Cox never found out what had triggered his dog’s protective instincts. (“It was probably a rabbit or a raccoon or something,” he shrugs.) But he discovered something else that night: He loved the sound the shotgun made when it was cocked. Like, really loved it. “Have you ever gotten into a really nice car and you close the door?” he says. “It doesn’t sound like when you close the door on my Volvo — bang, clack. It’s almost like a bassy thud. Very substantial-sounding. That’s what this thing had.”
Later, when Halliday paid a visit to the studio where Deerhunter were working in Atlanta, inspiration struck. “I thought it would be funny to have the president of the record label play a shotgun on the first song,” Cox says. “So I found some real expensive fucking mic, I got the shotgun, and I said, ‘Okay, stand in front of this mic, and on every fourth measure, I want you to cock this shotgun.'” He cites a few influences that he had in mind — the percussion accents found on recordings by David Bowie and Roxy Music, the gunshot effect on M.I.A.’s “Paper Planes,” the cash register ka-ching on Pink Floyd’s “Money.” “And it’s very humorous,” he says. “I did find there to be humor in it. But I don’t want my antics to overshadow the music.”
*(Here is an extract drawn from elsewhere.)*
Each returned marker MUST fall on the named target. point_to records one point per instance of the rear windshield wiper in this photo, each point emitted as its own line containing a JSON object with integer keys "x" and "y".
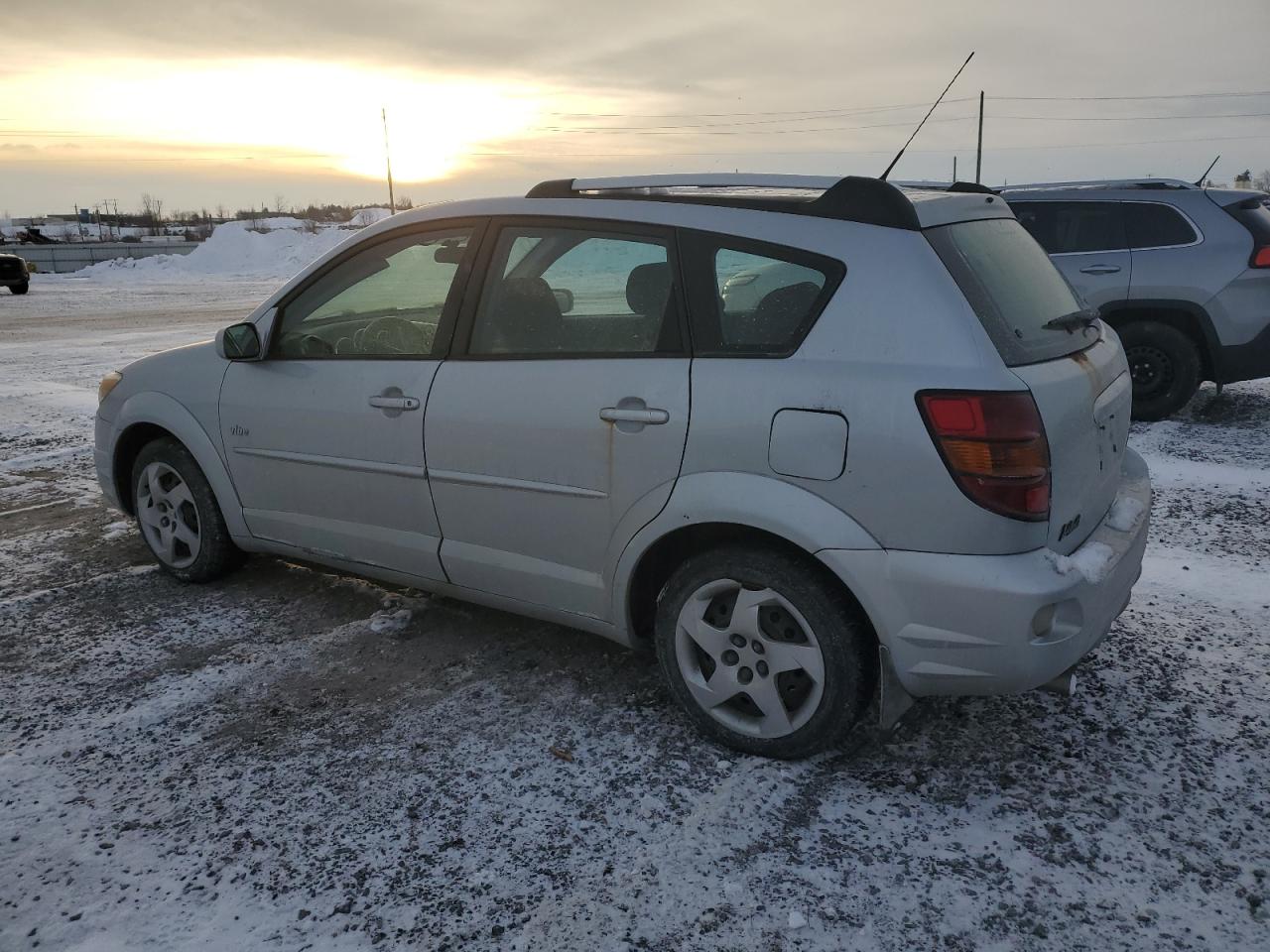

So, during the mixing process, he decided to play down the jarringly loud cocking sound. “Everybody was sort of confused,” Cox says. “They said, ‘It doesn’t sound like a shotgun anymore.’ And I’m like, ‘That’s OK.’ That’s kind of my point.” He pauses for a brief moment: He’s hit on something important here. “It’s a good example of doing whatever the fuck you feel like in the moment — but making sure it really contributes to the quality of the song,” he adds. “I don’t believe in gimmicks and hijinks.”